If you with "have access to a ~100 CPUs machines
" mean that you have access to 100 machines each having multiple CPUs and in case you want a system that is generic enough for different kinds of applications, then the best possible (and in my opinion only) solution is to have a management layer between your resources and your job input. This is nothing Python-specific at all, it is applicable in a much more general sense. Such a layer manages the computing resources, assigns tasks to single resource units and monitors the entire system for you. You make use of the resources via a well-defined interface as provided by the management system. Such as management system is usually called "batch system" or "job queueing system". Popular examples are SLURM, Sun Grid Engine, Torque, .... Setting each of them up is not trivial at all, but also your request is not trivial.
Python-based "parallel" solutions usually stop at the single-machine level via multiprocessing
. Performing parallelism beyond a single machine in an automatic fashion requires a well-configured resource cluster. It usually involves higher level mechanisms such as the message passing interface (MPI), which relies on a properly configured resource system. The corresponding configuration is done on the operating system and even hardware level on every single machine involved in the resource pool. Eventually, a parallel computing environment involving many single machines of homogeneous or heterogeneous nature requires setting up such a "batch system" in order to be used in a general fashion.
You realize that you don't get around the effort in properly implementing such a resource pool. But what you can do is totally isolate this effort form your application layer. You once implement such a managed resource pool in a generic fashion, ready to be used by any application from a common interface. This interface is usually implemented at the command line level by providing job submission, monitoring, deletion, ... commands. It is up to you to define what a job is and which resources it should consume. It is up to the job queueing system to assign your job to specific machines and it is up to the (properly configured) operating system and MPI library to make sure that the communication between machines is working.

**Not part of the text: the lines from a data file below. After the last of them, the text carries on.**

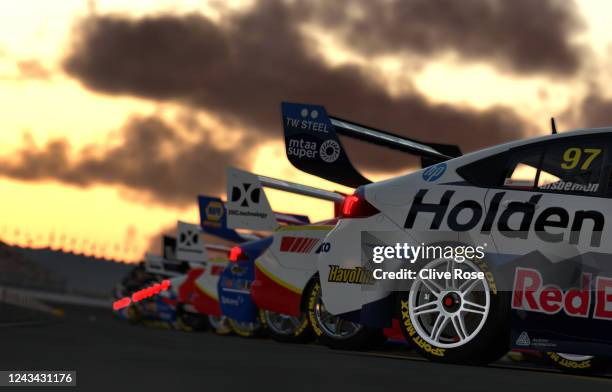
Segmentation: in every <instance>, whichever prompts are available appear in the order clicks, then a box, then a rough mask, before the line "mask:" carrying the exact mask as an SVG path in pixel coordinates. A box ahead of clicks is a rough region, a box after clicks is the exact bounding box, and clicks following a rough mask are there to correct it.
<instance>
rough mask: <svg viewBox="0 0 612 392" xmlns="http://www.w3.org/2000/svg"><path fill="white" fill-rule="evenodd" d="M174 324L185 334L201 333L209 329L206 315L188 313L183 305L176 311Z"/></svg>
mask: <svg viewBox="0 0 612 392" xmlns="http://www.w3.org/2000/svg"><path fill="white" fill-rule="evenodd" d="M176 323H177V326H178V329H180V330H181V331H186V332H192V331H194V332H202V331H206V330H207V329H209V328H210V325H209V323H208V317H207V316H206V315H204V314H199V313H191V312H188V311H186V310H185V307H184V306H183V304H179V305H178V307H177V309H176Z"/></svg>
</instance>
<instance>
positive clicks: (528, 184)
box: [500, 148, 542, 189]
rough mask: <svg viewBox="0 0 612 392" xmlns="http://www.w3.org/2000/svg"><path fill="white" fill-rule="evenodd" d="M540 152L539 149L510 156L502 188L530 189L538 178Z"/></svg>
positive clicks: (515, 153) (532, 149) (531, 187)
mask: <svg viewBox="0 0 612 392" xmlns="http://www.w3.org/2000/svg"><path fill="white" fill-rule="evenodd" d="M541 156H542V150H541V149H540V148H536V149H529V150H526V151H521V152H517V153H515V154H512V155H511V157H510V160H509V162H508V166H507V170H506V175H505V177H504V182H503V184H500V185H503V187H504V188H513V189H532V188H533V187H534V186H535V183H536V179H537V176H538V166H539V164H540V158H541Z"/></svg>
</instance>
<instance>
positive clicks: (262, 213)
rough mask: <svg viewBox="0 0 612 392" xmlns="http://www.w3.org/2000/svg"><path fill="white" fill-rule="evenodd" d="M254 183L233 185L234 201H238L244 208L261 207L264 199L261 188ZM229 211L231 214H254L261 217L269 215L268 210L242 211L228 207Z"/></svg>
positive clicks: (246, 215) (237, 214)
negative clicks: (260, 206)
mask: <svg viewBox="0 0 612 392" xmlns="http://www.w3.org/2000/svg"><path fill="white" fill-rule="evenodd" d="M252 185H253V184H249V183H242V184H240V186H233V187H232V194H231V201H232V203H237V204H238V205H239V206H240V207H243V208H251V207H256V208H257V207H259V204H260V202H261V201H262V198H261V188H259V187H254V186H252ZM227 213H228V215H231V216H253V217H257V218H261V219H264V218H266V217H267V216H268V213H266V212H257V211H241V210H236V209H228V211H227Z"/></svg>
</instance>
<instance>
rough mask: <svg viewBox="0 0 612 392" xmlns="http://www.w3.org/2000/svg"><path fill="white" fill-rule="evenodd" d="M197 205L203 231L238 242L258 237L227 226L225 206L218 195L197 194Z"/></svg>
mask: <svg viewBox="0 0 612 392" xmlns="http://www.w3.org/2000/svg"><path fill="white" fill-rule="evenodd" d="M198 206H199V208H200V227H201V228H202V231H203V232H204V233H207V234H210V235H213V236H215V237H219V238H222V239H224V240H227V241H231V242H238V243H240V242H245V241H251V240H254V239H258V238H259V237H257V236H254V235H249V234H243V233H238V232H237V231H236V230H234V229H231V228H229V227H227V206H226V205H225V203H224V202H223V201H222V200H221V199H219V198H218V197H211V196H198Z"/></svg>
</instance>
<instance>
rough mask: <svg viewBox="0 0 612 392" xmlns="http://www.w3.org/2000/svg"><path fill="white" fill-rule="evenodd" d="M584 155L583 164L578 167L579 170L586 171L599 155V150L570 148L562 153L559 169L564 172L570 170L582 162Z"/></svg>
mask: <svg viewBox="0 0 612 392" xmlns="http://www.w3.org/2000/svg"><path fill="white" fill-rule="evenodd" d="M583 154H584V155H585V156H586V157H585V159H584V162H582V165H580V170H588V169H589V167H591V163H593V161H594V160H595V158H597V157H598V156H599V154H601V148H584V149H580V148H578V147H570V148H568V149H567V150H565V152H564V153H563V163H562V164H561V168H563V169H565V170H572V169H574V168H575V167H576V166H578V164H579V163H580V161H581V160H582V155H583Z"/></svg>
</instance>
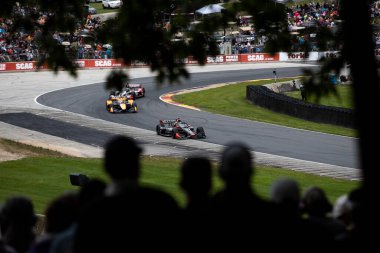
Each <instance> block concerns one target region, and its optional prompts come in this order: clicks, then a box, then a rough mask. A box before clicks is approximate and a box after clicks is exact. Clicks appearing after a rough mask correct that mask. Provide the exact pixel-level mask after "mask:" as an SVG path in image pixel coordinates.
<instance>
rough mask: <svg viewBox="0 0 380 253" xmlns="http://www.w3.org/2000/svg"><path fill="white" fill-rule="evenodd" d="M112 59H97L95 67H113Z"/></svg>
mask: <svg viewBox="0 0 380 253" xmlns="http://www.w3.org/2000/svg"><path fill="white" fill-rule="evenodd" d="M111 66H112V61H111V60H103V61H95V67H111Z"/></svg>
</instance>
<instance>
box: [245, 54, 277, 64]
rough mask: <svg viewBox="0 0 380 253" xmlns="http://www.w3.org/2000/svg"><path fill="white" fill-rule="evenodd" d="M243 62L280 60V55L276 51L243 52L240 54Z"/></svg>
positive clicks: (262, 61)
mask: <svg viewBox="0 0 380 253" xmlns="http://www.w3.org/2000/svg"><path fill="white" fill-rule="evenodd" d="M240 57H241V62H267V61H278V59H279V55H278V53H275V54H274V55H271V54H267V53H256V54H242V55H240Z"/></svg>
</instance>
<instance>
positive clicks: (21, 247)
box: [0, 197, 37, 252]
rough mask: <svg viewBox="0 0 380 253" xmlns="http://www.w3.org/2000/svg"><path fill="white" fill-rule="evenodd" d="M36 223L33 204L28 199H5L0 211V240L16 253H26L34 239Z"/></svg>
mask: <svg viewBox="0 0 380 253" xmlns="http://www.w3.org/2000/svg"><path fill="white" fill-rule="evenodd" d="M36 221H37V217H36V216H35V214H34V209H33V204H32V202H31V201H30V200H29V199H28V198H25V197H12V198H9V199H7V200H6V201H5V203H4V205H3V206H2V208H1V210H0V228H1V233H2V234H1V236H2V240H3V241H4V243H5V244H7V245H9V246H11V247H12V248H14V249H15V250H16V252H26V251H27V250H28V249H29V247H30V246H31V244H32V242H33V241H34V238H35V234H34V230H33V227H34V225H35V224H36Z"/></svg>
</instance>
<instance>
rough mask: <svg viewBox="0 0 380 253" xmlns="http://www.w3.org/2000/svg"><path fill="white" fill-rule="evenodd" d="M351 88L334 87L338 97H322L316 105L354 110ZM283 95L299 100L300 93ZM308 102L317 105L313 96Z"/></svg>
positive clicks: (300, 98) (298, 91)
mask: <svg viewBox="0 0 380 253" xmlns="http://www.w3.org/2000/svg"><path fill="white" fill-rule="evenodd" d="M351 88H352V87H351V86H350V85H339V86H337V87H336V91H337V94H338V96H335V95H334V94H329V95H327V96H323V97H321V98H320V100H319V102H318V104H321V105H327V106H336V107H343V108H351V109H352V108H354V105H353V99H352V90H351ZM285 95H287V96H291V97H294V98H297V99H301V93H300V92H299V91H292V92H285ZM308 101H309V102H310V103H317V99H316V97H315V96H311V97H310V98H308Z"/></svg>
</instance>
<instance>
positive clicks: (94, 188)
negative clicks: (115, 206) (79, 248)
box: [50, 179, 106, 253]
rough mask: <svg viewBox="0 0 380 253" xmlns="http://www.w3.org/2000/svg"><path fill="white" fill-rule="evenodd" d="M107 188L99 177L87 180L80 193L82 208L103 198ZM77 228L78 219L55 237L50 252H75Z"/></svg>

In case you need to use hardware distributed among multiple machines for one single application and assuming that the machines can talk to each other via TCP/IP, there are Python-based solutions implementing so to say less general job queueing systems. You might want to have a look at http://python-rq.org/ or http://itybits.com/pyres/intro.html (there are many other comparable systems out there, all based on an independent messaging / queueing instance such as Redis or ZeroMQ).